Hand has written the first draft, consisting of five pages, in blue fountain pen, with edits in pencil and blue ballpoint, on 8” x 12½” yellow legal pad paper.  The next two drafts, respectively three and four pages typed on the backsides of 8” x 13” lined legal paper, have Hand’s edits in pencil.  The final draft, a three-page carbon copy of presumably what Hand sent to Harvard, is typed on the front sides of 8” x 13” onionskin lined legal paper and has one original typed emendation on the first page.  In total, the drafts comprise 15 pages, 12 of which bear Hand’s handwriting.

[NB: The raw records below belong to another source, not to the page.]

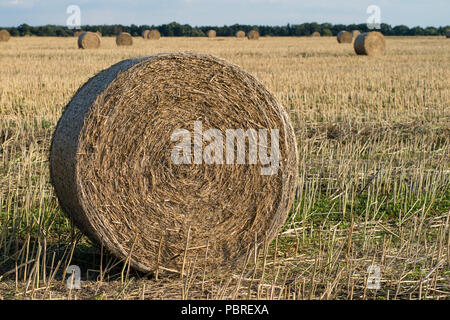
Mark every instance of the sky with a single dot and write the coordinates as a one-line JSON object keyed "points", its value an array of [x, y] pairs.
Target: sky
{"points": [[224, 12]]}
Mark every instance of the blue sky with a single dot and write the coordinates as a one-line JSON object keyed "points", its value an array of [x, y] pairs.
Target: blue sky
{"points": [[224, 12]]}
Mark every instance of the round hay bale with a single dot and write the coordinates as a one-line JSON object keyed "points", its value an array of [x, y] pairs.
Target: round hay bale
{"points": [[370, 44], [145, 34], [112, 167], [89, 40], [154, 35], [4, 35], [355, 33], [240, 34], [211, 33], [344, 37], [124, 39], [253, 35]]}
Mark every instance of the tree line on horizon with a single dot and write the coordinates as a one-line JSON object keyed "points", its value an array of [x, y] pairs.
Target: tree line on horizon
{"points": [[175, 29]]}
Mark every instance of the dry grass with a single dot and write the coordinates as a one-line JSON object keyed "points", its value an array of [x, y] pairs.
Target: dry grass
{"points": [[374, 177]]}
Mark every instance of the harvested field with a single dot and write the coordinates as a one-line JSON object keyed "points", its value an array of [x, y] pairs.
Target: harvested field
{"points": [[373, 176]]}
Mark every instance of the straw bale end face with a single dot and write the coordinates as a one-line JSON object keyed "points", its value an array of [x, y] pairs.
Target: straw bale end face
{"points": [[4, 35], [124, 39], [112, 162], [240, 34], [355, 33], [370, 44], [154, 35]]}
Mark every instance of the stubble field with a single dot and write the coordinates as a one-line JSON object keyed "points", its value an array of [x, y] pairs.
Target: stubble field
{"points": [[373, 182]]}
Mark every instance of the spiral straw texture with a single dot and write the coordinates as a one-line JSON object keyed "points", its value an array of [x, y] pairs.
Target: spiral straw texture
{"points": [[112, 170]]}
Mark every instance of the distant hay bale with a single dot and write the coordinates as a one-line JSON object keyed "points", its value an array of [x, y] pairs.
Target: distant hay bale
{"points": [[211, 34], [154, 35], [124, 39], [370, 43], [240, 34], [89, 40], [355, 33], [145, 34], [253, 35], [4, 35], [344, 37], [112, 167]]}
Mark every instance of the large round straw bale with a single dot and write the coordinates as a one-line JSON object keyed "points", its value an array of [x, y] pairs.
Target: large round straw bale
{"points": [[211, 33], [89, 40], [253, 35], [344, 37], [240, 34], [154, 35], [112, 165], [355, 33], [370, 43], [145, 34], [4, 35], [124, 39]]}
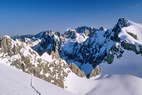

The first three drafts have never been folded.  The circled numbers 1, 2, and 3 are written in pencil in the upper right corners of the first pages to denote the order of the drafts.  There are paper clip impressions in the blank upper left areas of all pages; the first and last pages of each of the first three drafts have paper clip stains; and the final draft has three horizontal folds and staple holes in the blank upper left and right corners.  Overall, the documents are in fine condition, and they would be very fine but for the paper clip marks and the staple holes in the final draft.

This archive presents a unique opportunity—we have found nothing similar in auction records—to follow Hand’s thoughts as he molded and shaped his remarks about Frankfurter and, through them, about himself.  It belongs in the finest of legal collections.